Battalion of the Australian Army during World War II

The 4th New Guinea Infantry Battalion (4 NGIB) was a battalion of the Australian Army. One of four infantry battalions raised in New Guinea, 4 NGIB was formed in the final stages of World War II to fight against the Japanese. It eventually became part of the Pacific Islands Regiment, but due to the abrupt ending to the war, the battalion did not see action against the Japanese and was disbanded in October 1945 without seeing active service.

==History==
At the start of the war, New Guinea was a former German possession that had become a mandated territory administered by Australia after World War I, and Papua, which been annexed by Queensland in 1883, had been an Australian external territory since 1903. While efforts were made to raise local military forces from indigenous personnel in Papua in the early war years, this did not extend to New Guinea until late in the war.
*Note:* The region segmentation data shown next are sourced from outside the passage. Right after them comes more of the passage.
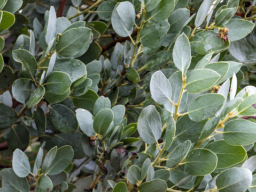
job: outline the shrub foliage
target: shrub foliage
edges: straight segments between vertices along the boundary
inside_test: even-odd
[[[0,0],[0,191],[255,191],[255,2]]]

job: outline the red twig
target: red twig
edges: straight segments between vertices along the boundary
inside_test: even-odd
[[[131,37],[133,37],[136,36],[137,35],[137,32],[138,32],[138,30],[134,30],[133,32],[131,34]],[[108,50],[111,47],[114,47],[115,45],[115,44],[117,44],[118,43],[125,42],[126,40],[130,40],[130,37],[129,37],[119,38],[117,39],[117,40],[115,40],[112,41],[108,44],[106,45],[104,47],[102,47],[102,53],[107,50]]]
[[[60,0],[59,2],[59,8],[58,9],[58,11],[57,12],[56,16],[57,18],[59,18],[62,16],[63,13],[63,11],[64,11],[64,7],[66,5],[66,3],[67,3],[67,0]]]
[[[4,141],[0,143],[0,151],[5,150],[8,148],[8,145],[7,145],[7,141]]]

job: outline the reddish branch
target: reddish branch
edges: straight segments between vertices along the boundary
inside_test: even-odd
[[[238,12],[235,13],[235,15],[240,16],[242,18],[244,18],[244,14],[242,12]]]
[[[8,148],[8,145],[7,145],[7,141],[4,141],[0,143],[0,151],[5,150]]]
[[[131,35],[130,35],[131,37],[133,37],[136,36],[137,35],[137,32],[138,32],[137,30],[134,30],[133,32],[131,34]],[[117,40],[115,40],[114,41],[112,41],[108,44],[106,45],[104,47],[102,47],[102,53],[107,50],[108,50],[111,47],[114,47],[115,45],[115,44],[117,44],[118,43],[125,42],[126,40],[130,40],[130,37],[129,37],[119,38],[117,39]]]
[[[58,11],[57,12],[56,16],[57,18],[59,18],[62,16],[63,13],[63,11],[64,11],[65,6],[66,5],[66,3],[67,3],[67,0],[60,0],[59,2],[59,8],[58,9]]]

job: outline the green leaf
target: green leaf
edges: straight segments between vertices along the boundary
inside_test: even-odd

The New Guinea Volunteer Rifles was raised in 1939, but consisted entirely of Australian and European expatriates.

The 4th New Guinea Infantry Battalion was formed in August 1945 in the territory of New Guinea, but ultimately it did not complete its formation as it was suspended following the Japanese surrender. Raised to fight against the Japanese, its soldiers were primarily natives of New Guinea, under the command of Australian officers and non commissioned officers (NCOs). The New Guinea battalions each had an establishment of about 77 Europeans and 550 indigenous soldiers. The main role of the New Guinea infantry battalions was to assume responsibility for "mopping up" operations in rear areas and searching for Japanese stragglers left over after main combat operations had ceased; this essentially freed up the Australian infantry battalions for operations elsewhere.
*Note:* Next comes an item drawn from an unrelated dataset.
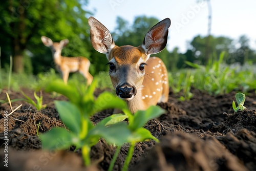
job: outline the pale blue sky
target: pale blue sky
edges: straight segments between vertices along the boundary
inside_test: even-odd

Along with the Papuan Infantry Battalion (PIB), and the 1st, 2nd and 3rd New Guinea Infantry Battalions, 4 NGIB formed part of the Pacific Islands Regiment (PIR), which had originally been formed in November 1944, when the PIB and 1 and 2 NGIB had been amalgamated into the regiment. Another battalion, the 5th New Guinea Infantry Battalion, was also authorised, but was never raised. 4 NGIB was disbanded in October 1945 without having seen active service. In the post war period, the PIR was re-formed in 1951, building on the tradition established during the war. One battalion was formed in New Guinea at this time, and another in Papua.

==Battle honours==
4 NGIB received no battle honours as it saw no combat during the war. However, as part of the PIR, it was awarded the following:
- World War II: South West Pacific 1942–1945, Kokoda Trail, Kokoda–Deniki, Nassau Bay, Tambu Bay, Finschhafen, Scarlet Beach, Liberation of Australian New Guinea, Sio–Sepik River, Kaboibus–Kiarivu and Bonis–Porton.